Da una parte l’America sposterà risorse e uomini dal Medio Oriente all’Eurasia e all’Asia pacifica. Dall’altra si focalizzerà sulle sfide di politica interna. Gli Stati Uniti hanno speso sei trilioni di dollari nelle “guerre eterne”. Biden ora ha le mani libere per spendere quei soldi nelle infrastrutture, nel welfare e per aumentare gli standard di vita degli americani.
Insomma, il ritiro da Kabul è una quasi vittoria sul piano interno?
Dobbiamo essere chiari: la fuga dall’Afghanistan rappresenta comunque un duro colpo per questa amministrazione. Le immagini che ci arrivano da Kabul sono terribili, tragiche, insostenibili. Ma è pur sempre un colpo temporaneo, e la ferita guarirà nel tempo.
Il G7 si è mostrato diviso sul da farsi. Sui tempi del ritiro si rischiano attriti fra Stati Uniti e alleati europei?
Aspettiamo prima di commentare. È vero, Biden ha detto che gli americani non resteranno oltre il 31 agosto. Ed è perfettamente comprensibile la sua prova di forza nel G7. Ma in Afghanistan ci sono ancora migliaia di persone che cercano di uscire, fra cui cittadini statunitensi: dubito che la Casa Bianca faccia le valigie lasciandoli lì.
afghani in fuga all aeroporto di kabul 2
Al G20 l’Europa cercherà un compromesso con Cina e Russia.

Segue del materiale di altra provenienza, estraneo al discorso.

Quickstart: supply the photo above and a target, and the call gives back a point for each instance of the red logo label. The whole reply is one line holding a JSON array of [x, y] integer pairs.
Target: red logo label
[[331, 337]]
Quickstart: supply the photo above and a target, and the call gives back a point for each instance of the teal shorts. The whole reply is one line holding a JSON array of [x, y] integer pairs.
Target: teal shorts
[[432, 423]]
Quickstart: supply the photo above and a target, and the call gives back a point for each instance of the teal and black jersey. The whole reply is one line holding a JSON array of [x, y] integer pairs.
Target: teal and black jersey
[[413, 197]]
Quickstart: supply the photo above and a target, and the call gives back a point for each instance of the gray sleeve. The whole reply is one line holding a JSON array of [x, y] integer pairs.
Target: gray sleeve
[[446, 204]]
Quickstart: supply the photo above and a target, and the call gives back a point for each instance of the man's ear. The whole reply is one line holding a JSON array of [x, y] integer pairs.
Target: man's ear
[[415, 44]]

La mediazione può incrinare i rapporti con Washington?
Non penso che gli europei possano permettersi il lusso di uscire dal perimetro dell’alleanza atlantica quando trattano con Cina e Russia. Credo piuttosto che abbiano un altro compito, più urgente.
Quale?
Separare la Russia dalla Cina, mettere altri chilometri fra Mosca e Pechino. Spingendo al contempo gli Stati Uniti verso una politica cinese che sia equamente suddivisa fra contenimento ed engagement.
Come?
L’amministrazione Biden ha avuto un approccio troppo in bianco e nero. Il questo momento storico il richiamo del presidente allo scontro fra democrazie e autocrazie è stato controproducente. Dopotutto la Cina è già presente in tutti i distretti del globo, l’idea di un decoupling o di un ritorno alle logiche da Guerra fredda fra blocchi non è realistica.